NM: O Zeca eu conheci n“O Bem Amado Musicado”, uma versão que a gente fez há dois anos. Na verdade, uma versão não, o texto na íntegra, mas com música. E eu ajudei nas letras. E achei ele um parceiro incrível. E aí eu convoquei, um pouco pela sua matriz nordestina, porque a história se passa toda no Nordeste, então tem muita gente da equipe que é nordestino. E claro, pelo talento dele. E ele é um cara de teatro, é um cara que começou no teatro, fez muita trilha para teatro, escreveu um [espetáculo] infantil, se não me engano, que foi para o SESI, enfim, é uma pessoa muito interessada pelo teatro, e a gente foi costurando, muito texto virou letra das músicas que pintaram e a música acabou virando um personagem mais uma vez, inclusive na medida em que a gente queria embalar um pouco o público com o sublime da música, talvez, né?, pra contar uma história tão violenta, sabe? A trilha a gente está pensando em gravar, sim. Eu só acho que é streaming, porque agora tudo vai pra internet, né? Pras nuvens, pra Deezer, Spotify, não sei como é que funciona, mas a gente quer gravar sim. A trilha, na verdade, a base da trilha é toda do Zeca, ele tem colaborações minhas nas letras, em uma música, do André Bedurê, que é o diretor musical da peça, e em outra música, da Rebeca Jamir.

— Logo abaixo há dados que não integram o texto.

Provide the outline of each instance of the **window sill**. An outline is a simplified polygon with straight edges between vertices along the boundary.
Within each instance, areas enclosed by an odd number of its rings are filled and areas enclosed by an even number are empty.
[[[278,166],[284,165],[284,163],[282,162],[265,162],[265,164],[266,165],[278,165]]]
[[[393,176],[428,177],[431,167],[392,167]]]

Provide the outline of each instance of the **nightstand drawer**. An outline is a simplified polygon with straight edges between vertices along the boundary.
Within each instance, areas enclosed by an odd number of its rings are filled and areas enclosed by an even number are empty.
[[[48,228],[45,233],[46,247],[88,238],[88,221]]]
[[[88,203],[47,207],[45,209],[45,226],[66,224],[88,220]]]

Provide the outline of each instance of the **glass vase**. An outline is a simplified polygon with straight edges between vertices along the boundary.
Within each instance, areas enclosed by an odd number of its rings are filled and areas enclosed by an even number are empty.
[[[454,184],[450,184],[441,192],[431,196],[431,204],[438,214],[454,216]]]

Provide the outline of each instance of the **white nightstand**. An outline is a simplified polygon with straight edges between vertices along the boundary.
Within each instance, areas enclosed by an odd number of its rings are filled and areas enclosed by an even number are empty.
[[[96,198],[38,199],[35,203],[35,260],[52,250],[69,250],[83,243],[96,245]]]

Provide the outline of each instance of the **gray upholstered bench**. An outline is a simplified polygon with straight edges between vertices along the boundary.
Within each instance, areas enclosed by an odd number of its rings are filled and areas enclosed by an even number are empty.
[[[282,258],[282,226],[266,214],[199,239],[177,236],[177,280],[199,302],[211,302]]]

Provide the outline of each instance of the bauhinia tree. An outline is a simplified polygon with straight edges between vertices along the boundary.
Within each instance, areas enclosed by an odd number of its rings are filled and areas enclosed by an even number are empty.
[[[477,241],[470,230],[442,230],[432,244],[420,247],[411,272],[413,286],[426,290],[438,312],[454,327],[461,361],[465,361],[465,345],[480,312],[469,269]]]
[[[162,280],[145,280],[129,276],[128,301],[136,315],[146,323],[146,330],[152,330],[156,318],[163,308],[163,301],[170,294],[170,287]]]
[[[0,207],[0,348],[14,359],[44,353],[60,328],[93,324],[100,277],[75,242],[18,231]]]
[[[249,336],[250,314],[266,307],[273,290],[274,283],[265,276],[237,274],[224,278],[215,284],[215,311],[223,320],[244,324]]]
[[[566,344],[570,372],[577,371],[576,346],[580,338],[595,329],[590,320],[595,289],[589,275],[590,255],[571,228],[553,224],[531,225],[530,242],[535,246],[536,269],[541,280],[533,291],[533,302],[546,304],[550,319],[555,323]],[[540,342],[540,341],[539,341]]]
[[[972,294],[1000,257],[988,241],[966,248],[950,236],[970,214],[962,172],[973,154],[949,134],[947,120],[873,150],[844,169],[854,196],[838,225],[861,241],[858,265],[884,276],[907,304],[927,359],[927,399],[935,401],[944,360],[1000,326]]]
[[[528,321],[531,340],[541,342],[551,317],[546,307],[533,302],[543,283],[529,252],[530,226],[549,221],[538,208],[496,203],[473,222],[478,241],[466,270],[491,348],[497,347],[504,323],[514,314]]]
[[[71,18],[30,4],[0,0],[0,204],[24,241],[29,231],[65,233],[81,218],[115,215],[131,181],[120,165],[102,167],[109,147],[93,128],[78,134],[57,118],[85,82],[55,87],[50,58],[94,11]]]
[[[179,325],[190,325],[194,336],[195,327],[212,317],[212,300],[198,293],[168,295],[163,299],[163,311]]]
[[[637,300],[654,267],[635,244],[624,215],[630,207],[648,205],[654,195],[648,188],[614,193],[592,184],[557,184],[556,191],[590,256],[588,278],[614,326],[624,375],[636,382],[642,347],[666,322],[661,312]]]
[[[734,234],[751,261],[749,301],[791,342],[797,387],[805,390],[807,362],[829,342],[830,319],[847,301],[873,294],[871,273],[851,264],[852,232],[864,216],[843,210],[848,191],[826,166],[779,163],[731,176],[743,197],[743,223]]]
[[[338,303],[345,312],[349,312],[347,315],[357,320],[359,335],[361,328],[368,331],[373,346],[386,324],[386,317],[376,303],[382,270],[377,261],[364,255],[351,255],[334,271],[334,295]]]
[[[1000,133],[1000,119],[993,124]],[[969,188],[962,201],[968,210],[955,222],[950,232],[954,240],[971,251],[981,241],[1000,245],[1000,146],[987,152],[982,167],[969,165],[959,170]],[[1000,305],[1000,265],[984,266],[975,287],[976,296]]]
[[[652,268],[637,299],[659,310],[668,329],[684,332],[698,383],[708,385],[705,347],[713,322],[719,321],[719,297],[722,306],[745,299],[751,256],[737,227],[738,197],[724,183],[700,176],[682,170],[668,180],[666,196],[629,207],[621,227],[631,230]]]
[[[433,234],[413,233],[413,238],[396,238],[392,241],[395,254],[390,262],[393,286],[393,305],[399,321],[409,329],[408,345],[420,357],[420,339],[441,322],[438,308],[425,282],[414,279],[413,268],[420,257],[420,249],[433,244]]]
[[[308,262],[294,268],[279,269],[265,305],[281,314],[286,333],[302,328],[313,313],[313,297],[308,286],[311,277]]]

ZR: A peça chega este fim de semana às últimas apresentações desta curta temporada. Como tem sido a receptividade do público?
NM: Olha, o público está mais sensível ao tema agora, acredito que por conta das atrocidades de Trump, a vizinhança do Milley aqui, enfim, com algumas figuras que têm algumas manifestações que estão acontecendo na Europa, de partidos nazistas e tal, então acho que as pessoas estão mais assustadas e a agenda do dia, o noticiário, têm dado muito espaço para as atitudes que ressoam, desde o gesto do Elon Musk na posse do Trump até as expulsões dos latinos dos Estados Unidos e até mesmo na nossa espera sobre o que vai acontecer com a família Bolsonaro aqui no Brasil, então não sei, acho que as pessoas estão muito mais sensíveis e atentas a por que a gente decidiu fazer isso e por que a gente está querendo promover uma reflexão sobre a manutenção dessa cultura do ódio no nosso mundo.

Serviço: Espetáculo “O ninho, um recado da raiz”, de Newton Moreno. De hoje (20) a sábado (22), às 20h; e domingo (23), às 19h. No Instituto Itaú Cultural. Capacidade: 224 lugares, Duração: 90 minutos. Classificação Indicativa: não recomendado para menores de 14 anos.